To be honest, I’m not sure anyone needs £5m a year. I reckon you can get by just fine on £400k. But if there’s a case for a wage cap, it’s not on elite athletes and coaches, who are, at least, exceptionally good at their job. And get tested in full public view. I’d start with the utility companies racking up £billions in debt and pumping sewage into our rivers, while their CEOs get £millions.

Broadcasters are offering up to 100 times less to cover the Women’s World Cup than last year’s men’s tournament in Qatar.

Two years ago the Football Association signed a ‘landmark’ multimillion-pound deal with Sky and the BBC for the broadcast rights to the Women’s Super League. The agreement is reported to be worth £8m a season – the biggest broadcast deal of any professional women’s football league in the world. It expires in 2025.

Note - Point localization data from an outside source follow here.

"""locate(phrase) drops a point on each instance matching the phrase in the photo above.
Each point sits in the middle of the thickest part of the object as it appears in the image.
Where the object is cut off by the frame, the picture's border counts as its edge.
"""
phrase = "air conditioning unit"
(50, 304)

Compare that to the Premier League’s £5 billion TV deal in the UK, with roughly the same again from overseas broadcasters. Of course, the Premier League split away from the FA to earn more money and spread less to the grassroots.

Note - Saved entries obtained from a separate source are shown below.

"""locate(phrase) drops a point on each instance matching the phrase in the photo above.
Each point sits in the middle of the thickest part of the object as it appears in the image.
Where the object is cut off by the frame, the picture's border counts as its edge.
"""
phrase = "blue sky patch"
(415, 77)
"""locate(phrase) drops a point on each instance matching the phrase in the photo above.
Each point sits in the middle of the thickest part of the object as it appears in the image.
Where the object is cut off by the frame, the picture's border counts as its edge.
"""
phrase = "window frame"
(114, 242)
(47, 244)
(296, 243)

If you want to raise your game, you need to play at a level that stretches you. That’s true of pretty much anything, not just football, or sport in general. My niece played football, trained hard, and loved it. She played in a mixed team, until she had to stop at the age of twelve. Then there were so few girls’ teams, she had few opportunities to play. This is twenty years ago, when the FA rules stopped mixed teams after a certain age.

It’s changed now, and young players can be in mixed teams up to 18. There are also more competitive girls’ leagues around. As a country we’re improving rapidly. Inspired by the Lionesses, we’re improving even faster.

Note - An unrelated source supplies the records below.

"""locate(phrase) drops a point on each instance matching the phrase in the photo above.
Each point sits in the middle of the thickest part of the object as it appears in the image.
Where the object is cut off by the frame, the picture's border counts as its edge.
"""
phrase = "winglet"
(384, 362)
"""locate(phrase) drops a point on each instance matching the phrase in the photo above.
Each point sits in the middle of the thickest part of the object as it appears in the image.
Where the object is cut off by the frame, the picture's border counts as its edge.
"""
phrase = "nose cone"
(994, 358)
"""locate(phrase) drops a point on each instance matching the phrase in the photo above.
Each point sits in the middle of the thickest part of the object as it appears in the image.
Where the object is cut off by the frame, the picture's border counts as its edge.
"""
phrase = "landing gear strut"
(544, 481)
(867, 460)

I spoke to Steve Dale, chairman at Wallsend Boys Club – famous for producing 92 professional players, including Alan Shearer to Michael Carrick. “These days the Premier League academies snap up anyone who looks like they’ve got some talent,” he told me. They focus on the fitness, the team spirit. The courage and discipline. And above all, the enjoyment. I saw boys and girls training together.

I’ve taught and trained with dozens – probably hundreds of women in Jiu Jitsu over the years. We never had separate sessions or rules or gradings for women. Everyone did the same thing, and it was very physical and full on. Many’s the time I’ve seen a strapping bloke look up in shock and awe after a woman black belt has hurled him over her shoulder and flattened him on the floor. We never had any issue with women being taken seriously.

And if there’s an tongue-in-cheek argument goes on in a home somewhere tomorrow where a woman tells her husband, “We brought home the trophy, it’s your turn to bring home the shopping and collect the kids,” then maybe it’s worth waiting 57 years.